Neither wall system will be waterproof. If you want a dry basement or crawlspace you must apply a foundation waterproofing system to the exterior of the foundation walls after they are built. 

In addition, a drain piping system needs to be at the base of the wall adjacent to the footer. This pipe is covered with two or three feet of washed gravel. The gravel is then covered with six inches of straw or a sheet of tar paper before dirt is placed over it. The straw and tar paper prevent silt from the fluffed up backfill dirt from clogging the gravel. The water that flows through the soil and makes it to the pipe is then drained to daylight if the house is built on a sloping lot. If the house is built on a level lot, the drain pipe often empties into a sump pit."
http://www.askthebuilder.com/poured-concrete-vs-block-walls/

Hope this helps. SG


----------



## Muleman

SG, thanks for taking the time to post the info. you found, I really appreciate it. I have not made my decision yet as to what I will do, both have advantages and disadvantages. Honestly the biggest disadvantage to poured concrete in my mind is that it requires forms and a concrete truck, the driver along with everyone else he talks to will know exactly what you have built underground. 

BTW, Where I live was considered as a place to build a lake some years back. They took core samples and had geological reports done and determined the soils and subsoils would not hold water and would leak, so drainage is not a big issue here.


----------



## texican

Shipping containers aren't designed for any pressure on the side walls or roof.... can withstand anything, on the four corners, but nowhere else. Try it, under your home, and be prepared for disaster, unless you build a reinforced cement 'room' for it to sit in, without anything touching except the floor, and "I" would have it off the floor elevated.
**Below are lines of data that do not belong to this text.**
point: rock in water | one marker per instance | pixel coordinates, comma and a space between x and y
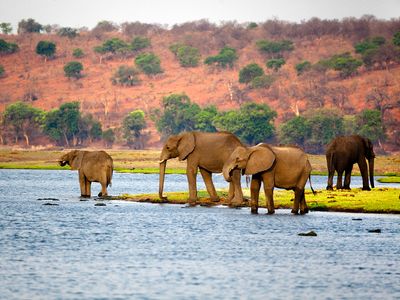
310, 233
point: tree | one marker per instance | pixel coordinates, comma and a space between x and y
302, 67
252, 123
68, 32
78, 53
187, 56
225, 58
133, 125
62, 125
274, 49
178, 115
73, 69
126, 76
325, 124
295, 131
139, 43
7, 48
149, 63
24, 120
29, 26
108, 137
6, 28
275, 63
249, 72
369, 125
46, 49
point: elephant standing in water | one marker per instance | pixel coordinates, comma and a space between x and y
342, 153
282, 167
93, 166
207, 152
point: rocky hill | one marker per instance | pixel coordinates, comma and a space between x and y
30, 78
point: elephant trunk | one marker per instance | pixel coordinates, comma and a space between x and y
371, 171
163, 164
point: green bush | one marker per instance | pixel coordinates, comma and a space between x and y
46, 49
275, 64
73, 69
78, 53
303, 67
263, 81
149, 63
187, 56
8, 48
249, 72
225, 58
126, 76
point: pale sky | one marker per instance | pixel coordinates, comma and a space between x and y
79, 13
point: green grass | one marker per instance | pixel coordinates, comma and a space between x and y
379, 200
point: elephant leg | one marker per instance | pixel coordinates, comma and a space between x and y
255, 186
303, 204
82, 184
362, 164
331, 173
339, 180
237, 199
207, 177
191, 173
298, 194
103, 192
347, 178
88, 186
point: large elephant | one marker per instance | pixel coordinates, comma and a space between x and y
207, 152
92, 166
282, 167
342, 153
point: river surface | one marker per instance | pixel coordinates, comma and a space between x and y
124, 250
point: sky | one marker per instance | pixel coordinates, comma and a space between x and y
87, 13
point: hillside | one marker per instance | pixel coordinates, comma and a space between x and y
27, 73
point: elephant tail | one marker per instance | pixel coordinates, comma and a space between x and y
309, 178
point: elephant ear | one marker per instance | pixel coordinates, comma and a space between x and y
186, 145
76, 160
260, 159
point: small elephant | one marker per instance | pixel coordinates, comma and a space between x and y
284, 167
205, 151
93, 166
342, 153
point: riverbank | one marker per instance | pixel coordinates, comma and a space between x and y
379, 200
146, 161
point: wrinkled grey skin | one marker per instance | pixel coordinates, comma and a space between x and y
342, 153
92, 166
206, 152
283, 167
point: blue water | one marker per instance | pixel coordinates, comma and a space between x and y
76, 250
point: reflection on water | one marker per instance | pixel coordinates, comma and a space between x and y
75, 250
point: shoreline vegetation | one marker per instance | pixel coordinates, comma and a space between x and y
378, 200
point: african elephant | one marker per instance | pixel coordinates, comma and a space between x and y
93, 166
342, 153
284, 167
207, 152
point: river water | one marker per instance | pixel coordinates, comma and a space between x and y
124, 250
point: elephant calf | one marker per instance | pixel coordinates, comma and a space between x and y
281, 167
93, 166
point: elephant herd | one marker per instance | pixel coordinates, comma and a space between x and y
284, 167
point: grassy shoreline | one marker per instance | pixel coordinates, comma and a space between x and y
379, 200
146, 161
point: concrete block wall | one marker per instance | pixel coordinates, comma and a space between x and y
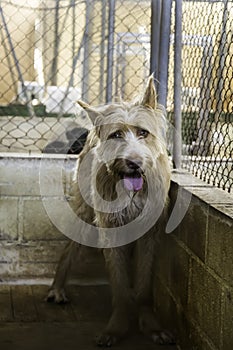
193, 284
30, 243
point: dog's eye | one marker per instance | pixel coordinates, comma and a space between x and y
116, 135
142, 133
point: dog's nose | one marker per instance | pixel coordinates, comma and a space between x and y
134, 164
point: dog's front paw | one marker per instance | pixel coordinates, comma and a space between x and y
106, 340
150, 327
57, 295
162, 338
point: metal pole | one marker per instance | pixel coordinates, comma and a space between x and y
20, 76
102, 50
156, 9
177, 138
111, 24
86, 56
164, 52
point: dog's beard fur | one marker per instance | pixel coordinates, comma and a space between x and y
123, 160
115, 159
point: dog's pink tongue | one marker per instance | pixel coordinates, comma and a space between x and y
133, 183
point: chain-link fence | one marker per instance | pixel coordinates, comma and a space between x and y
57, 51
54, 52
206, 90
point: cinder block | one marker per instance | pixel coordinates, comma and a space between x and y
172, 267
204, 305
34, 176
220, 245
9, 218
228, 320
36, 222
41, 252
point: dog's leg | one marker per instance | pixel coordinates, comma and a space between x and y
57, 290
143, 287
117, 264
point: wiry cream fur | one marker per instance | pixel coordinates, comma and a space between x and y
107, 162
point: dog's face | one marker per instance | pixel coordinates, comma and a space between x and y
131, 137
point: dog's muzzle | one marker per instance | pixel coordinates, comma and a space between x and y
133, 177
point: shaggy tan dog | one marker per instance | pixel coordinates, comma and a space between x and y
121, 187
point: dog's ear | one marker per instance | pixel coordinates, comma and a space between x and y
150, 98
92, 113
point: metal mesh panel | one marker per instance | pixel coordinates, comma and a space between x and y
207, 90
55, 52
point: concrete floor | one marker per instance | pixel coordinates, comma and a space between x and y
27, 322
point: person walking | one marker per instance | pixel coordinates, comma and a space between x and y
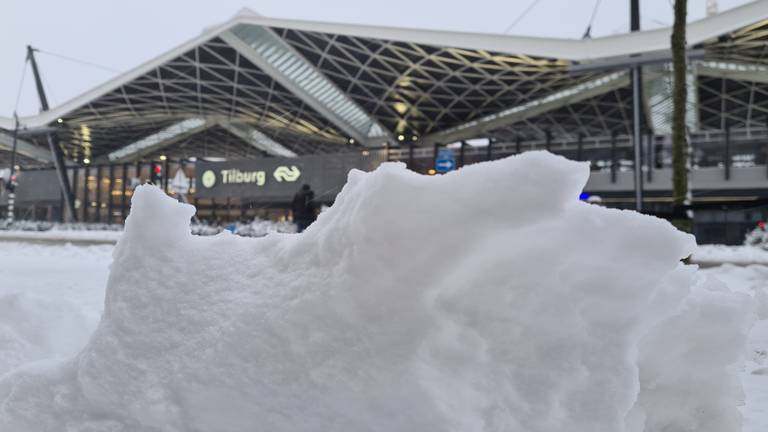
303, 206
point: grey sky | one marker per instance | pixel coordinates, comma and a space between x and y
122, 35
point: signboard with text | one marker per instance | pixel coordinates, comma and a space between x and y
278, 179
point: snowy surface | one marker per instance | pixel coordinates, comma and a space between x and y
741, 255
63, 236
438, 321
51, 298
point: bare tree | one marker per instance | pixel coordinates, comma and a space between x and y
679, 142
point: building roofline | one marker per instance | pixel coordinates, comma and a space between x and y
578, 50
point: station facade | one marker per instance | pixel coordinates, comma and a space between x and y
235, 120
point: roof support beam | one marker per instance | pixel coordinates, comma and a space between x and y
657, 96
256, 138
268, 51
733, 70
25, 148
476, 128
161, 139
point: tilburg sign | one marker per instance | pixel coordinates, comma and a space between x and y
259, 178
277, 179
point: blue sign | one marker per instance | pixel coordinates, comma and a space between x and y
446, 161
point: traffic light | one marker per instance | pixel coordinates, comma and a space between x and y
11, 186
156, 174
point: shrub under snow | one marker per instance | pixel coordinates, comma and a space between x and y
488, 299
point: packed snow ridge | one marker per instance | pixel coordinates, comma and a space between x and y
487, 299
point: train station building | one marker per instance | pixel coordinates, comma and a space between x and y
236, 119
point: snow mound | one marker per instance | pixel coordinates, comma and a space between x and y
38, 329
487, 299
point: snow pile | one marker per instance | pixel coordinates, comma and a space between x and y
51, 298
752, 280
549, 314
757, 237
722, 254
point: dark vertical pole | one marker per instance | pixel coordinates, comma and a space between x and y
634, 18
727, 156
98, 193
766, 148
650, 156
75, 183
165, 175
613, 157
86, 195
580, 148
12, 188
110, 199
53, 140
125, 189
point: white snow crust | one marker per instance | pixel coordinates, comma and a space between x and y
487, 299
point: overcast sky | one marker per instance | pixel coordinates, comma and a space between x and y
123, 34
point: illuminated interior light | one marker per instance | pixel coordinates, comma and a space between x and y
400, 107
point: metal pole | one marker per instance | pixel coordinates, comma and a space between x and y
98, 192
12, 188
634, 15
727, 156
53, 141
110, 200
613, 157
650, 155
580, 148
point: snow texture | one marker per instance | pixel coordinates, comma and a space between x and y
487, 299
50, 301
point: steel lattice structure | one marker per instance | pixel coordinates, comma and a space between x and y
254, 87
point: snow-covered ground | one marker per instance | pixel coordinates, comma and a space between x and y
51, 297
740, 255
369, 322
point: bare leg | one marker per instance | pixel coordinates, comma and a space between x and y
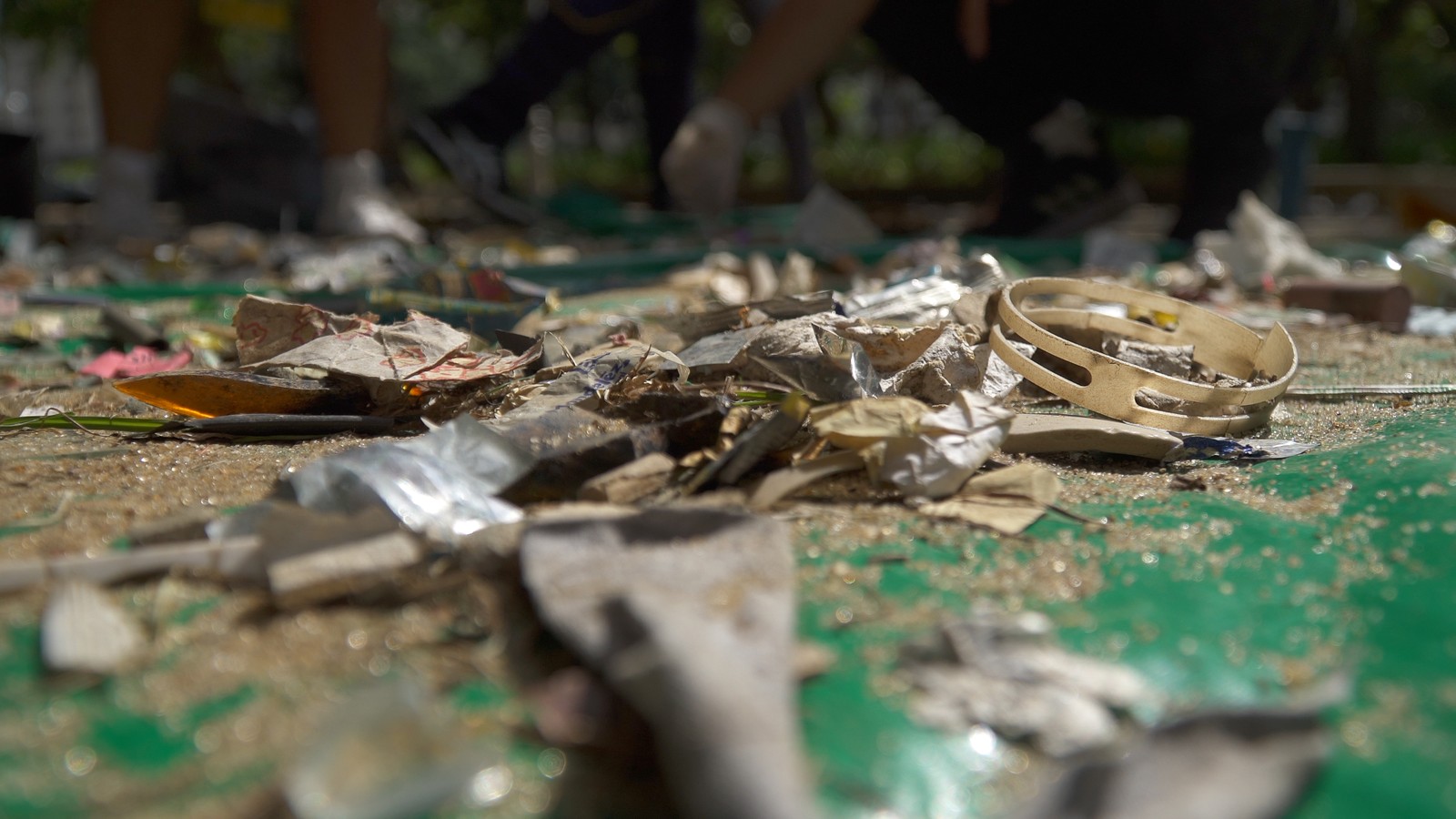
344, 50
347, 56
136, 46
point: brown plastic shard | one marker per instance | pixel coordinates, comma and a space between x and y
1111, 387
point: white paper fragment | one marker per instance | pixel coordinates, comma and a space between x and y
1259, 244
997, 379
943, 370
829, 222
82, 630
994, 671
689, 614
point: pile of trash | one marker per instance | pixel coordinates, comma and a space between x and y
638, 470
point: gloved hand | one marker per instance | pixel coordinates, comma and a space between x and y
703, 164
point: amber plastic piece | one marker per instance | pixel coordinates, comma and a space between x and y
208, 394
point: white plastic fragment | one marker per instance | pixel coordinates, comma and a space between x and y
82, 630
319, 573
383, 753
1005, 672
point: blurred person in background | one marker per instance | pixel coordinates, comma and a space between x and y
136, 48
470, 135
1023, 75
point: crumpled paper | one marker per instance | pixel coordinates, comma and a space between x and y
420, 350
1006, 672
689, 615
946, 450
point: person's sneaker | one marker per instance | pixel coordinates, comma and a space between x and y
357, 205
472, 164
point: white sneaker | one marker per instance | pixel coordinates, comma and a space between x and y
357, 205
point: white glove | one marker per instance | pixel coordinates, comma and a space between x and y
701, 167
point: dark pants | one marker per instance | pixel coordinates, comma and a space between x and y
1220, 65
564, 41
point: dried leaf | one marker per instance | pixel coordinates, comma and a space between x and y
1006, 500
784, 482
856, 424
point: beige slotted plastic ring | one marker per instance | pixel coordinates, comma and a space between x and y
1113, 387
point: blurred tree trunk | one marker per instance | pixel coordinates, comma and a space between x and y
1376, 24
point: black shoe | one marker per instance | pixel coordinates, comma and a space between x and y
473, 165
1057, 197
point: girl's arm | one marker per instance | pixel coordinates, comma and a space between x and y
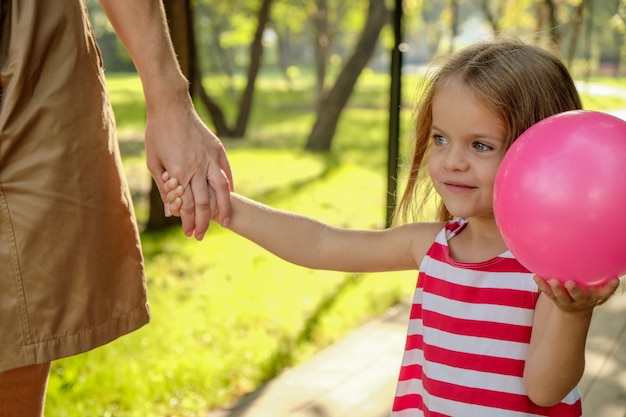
556, 356
176, 138
313, 244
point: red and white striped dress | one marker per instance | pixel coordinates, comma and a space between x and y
468, 337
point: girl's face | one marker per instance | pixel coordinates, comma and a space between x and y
468, 143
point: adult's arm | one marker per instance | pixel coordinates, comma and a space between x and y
176, 138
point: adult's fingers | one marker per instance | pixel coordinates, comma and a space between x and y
202, 205
188, 212
221, 186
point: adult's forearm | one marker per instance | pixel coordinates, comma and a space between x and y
142, 27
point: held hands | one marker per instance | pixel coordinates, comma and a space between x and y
570, 297
178, 141
174, 199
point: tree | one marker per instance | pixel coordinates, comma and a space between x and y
333, 103
238, 130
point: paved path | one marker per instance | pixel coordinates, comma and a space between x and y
356, 377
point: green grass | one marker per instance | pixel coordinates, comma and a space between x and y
228, 316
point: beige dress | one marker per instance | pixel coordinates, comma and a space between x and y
71, 269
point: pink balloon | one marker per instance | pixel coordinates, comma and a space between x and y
560, 197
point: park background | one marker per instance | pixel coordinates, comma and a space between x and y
227, 316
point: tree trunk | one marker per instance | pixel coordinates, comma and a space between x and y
179, 18
322, 47
245, 106
256, 53
324, 128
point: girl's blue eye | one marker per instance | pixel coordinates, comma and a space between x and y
481, 147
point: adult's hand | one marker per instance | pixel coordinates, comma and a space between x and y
177, 141
176, 138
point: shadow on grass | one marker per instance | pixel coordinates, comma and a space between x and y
284, 357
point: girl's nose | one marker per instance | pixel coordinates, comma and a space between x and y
455, 159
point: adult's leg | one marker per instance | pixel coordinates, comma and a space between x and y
23, 391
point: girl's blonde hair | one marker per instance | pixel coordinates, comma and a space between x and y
521, 83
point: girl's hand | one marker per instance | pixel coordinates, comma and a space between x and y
570, 297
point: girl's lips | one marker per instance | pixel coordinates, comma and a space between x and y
457, 187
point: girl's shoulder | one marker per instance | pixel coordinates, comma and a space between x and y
423, 235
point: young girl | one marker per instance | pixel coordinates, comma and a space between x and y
486, 337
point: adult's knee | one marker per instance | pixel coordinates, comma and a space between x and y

And if your going to go through that much trouble, avoid the container altogether.

Imagine having a home, with the basement caved in, sacrificing the structural integrity of the home above it....


----------



## Muleman

Well, as I said considering the cost being equivalent and some other considerations, I have decided against the idea, however, if the cost was much less I would still consider it.

Texican, I think you misunderstood my intention, or maybe I did not explain it well. The container has no top load. The house is not sitting on the container, at all. The house would simply be setting "over" the container, thus allowing a hole to be cut in the top to allow access to the container below. The House would be supported by a footing totally separate from the container. The container was 8'x20', dig a 6' hole set the container in. add RR ties around perimeter, back fill to 6' deep, thus leaving 2' above the surface. Now go out around the container and build a 12' x 24' footer and build your house with the floor above the container. Cut a hole in the floor of the house and the top of the container to allow an access point. Add ventilation as needed, the same as you would with any basement. This can be done and has been done. What is the life expectancy of the container? IDK, nobody really knows, it is all a guess, and all depends on many factors such as water table and what product is used to coat the outside of the container. 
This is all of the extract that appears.